En la medida que uno como padre o madre también "crezca" junto a sus hijos, dice Alcuri, el impacto generado por esa crisis vital no será devastador. "Lo esencial", agrega Fernández, "es que de la partida de ellos devenga para los padres la posibilidad de proyectarse, de generar nuevos espacios. Un poco como sucede en el momento del retiro laboral, que también es un hecho importante. Tanto una cosa como la otra puede ser la fuente de una gran angustia o un gran alivio. Siempre decimos que la manera en la cual una tramite esa situación —esto también puede decirse, por ejemplo, de una separación— es determinante. Es el modo en el cual se lleva a cabo esto lo que importa, no la situación en sí".

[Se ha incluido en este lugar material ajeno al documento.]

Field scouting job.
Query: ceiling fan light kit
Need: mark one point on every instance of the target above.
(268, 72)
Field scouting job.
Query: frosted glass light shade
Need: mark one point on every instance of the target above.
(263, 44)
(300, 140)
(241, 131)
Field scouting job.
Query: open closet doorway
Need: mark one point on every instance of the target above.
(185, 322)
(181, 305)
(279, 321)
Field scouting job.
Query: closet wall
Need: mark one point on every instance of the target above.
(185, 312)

Tal vez ese silencio, ese orden y esas ausencias puedan ser los primeros y tristes indicios de una nueva etapa que sea más luminosa y no tan lúgubre.

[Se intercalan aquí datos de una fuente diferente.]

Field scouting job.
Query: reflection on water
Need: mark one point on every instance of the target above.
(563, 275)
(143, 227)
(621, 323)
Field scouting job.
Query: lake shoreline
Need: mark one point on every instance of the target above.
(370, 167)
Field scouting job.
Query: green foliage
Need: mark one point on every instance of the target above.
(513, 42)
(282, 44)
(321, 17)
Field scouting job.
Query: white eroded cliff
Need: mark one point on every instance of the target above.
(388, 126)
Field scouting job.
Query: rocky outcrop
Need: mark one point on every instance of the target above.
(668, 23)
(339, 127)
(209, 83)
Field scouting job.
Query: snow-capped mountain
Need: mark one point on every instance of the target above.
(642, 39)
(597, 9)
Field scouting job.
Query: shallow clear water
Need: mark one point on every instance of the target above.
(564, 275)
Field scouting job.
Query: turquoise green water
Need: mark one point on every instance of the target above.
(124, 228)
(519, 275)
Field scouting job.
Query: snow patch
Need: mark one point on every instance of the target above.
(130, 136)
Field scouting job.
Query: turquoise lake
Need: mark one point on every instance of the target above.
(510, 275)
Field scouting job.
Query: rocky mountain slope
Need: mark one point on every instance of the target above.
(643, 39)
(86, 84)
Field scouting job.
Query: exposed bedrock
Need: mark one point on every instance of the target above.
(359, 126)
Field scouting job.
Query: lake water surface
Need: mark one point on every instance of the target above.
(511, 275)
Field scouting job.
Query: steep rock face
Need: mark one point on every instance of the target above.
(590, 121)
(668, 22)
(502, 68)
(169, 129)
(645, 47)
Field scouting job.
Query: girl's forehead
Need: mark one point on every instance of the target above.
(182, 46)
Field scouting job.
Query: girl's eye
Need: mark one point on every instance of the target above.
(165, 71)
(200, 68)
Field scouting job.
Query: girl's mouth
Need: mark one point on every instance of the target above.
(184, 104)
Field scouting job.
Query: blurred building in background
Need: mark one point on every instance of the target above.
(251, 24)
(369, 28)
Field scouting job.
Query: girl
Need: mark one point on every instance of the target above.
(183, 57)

Reenfocar la vida y el tiempo libre
Más allá de matices, los expertos consultados para esta nota coinciden en la relevancia de varios factores cuando se produce la partida de los hijos. Por un lado, es importante contar con una red social amplia, que pueda amortiguar el impacto de la reciente ausencia y también potenciar los proyectos o pasatiempos personales de los padres que atraviesan por el síndrome del nido vacío. "Es importante salir", dice el psicólogo Jorge Cohen, quien cuenta que a veces se ha encontrado en sus consultas con personas que le dicen que salieron de sus casas solo para ir a verlo. "Gente solitaria, sin amigos, que se va apagando. Ahí puede complicarse un poco". Otro factor es encontrar actividades que distraigan de la melancolía. "En cualquier momento de la vida es importante tener pasatiempos y actividades. Pero en este caso lo es aún más", afirma Cohen. Es, también, a esas cosas que se refiere Álvaro Alcuri cuando recomienda construirse a sí mismo mientras los hijos van creciendo y yendo hacia la edad adulta.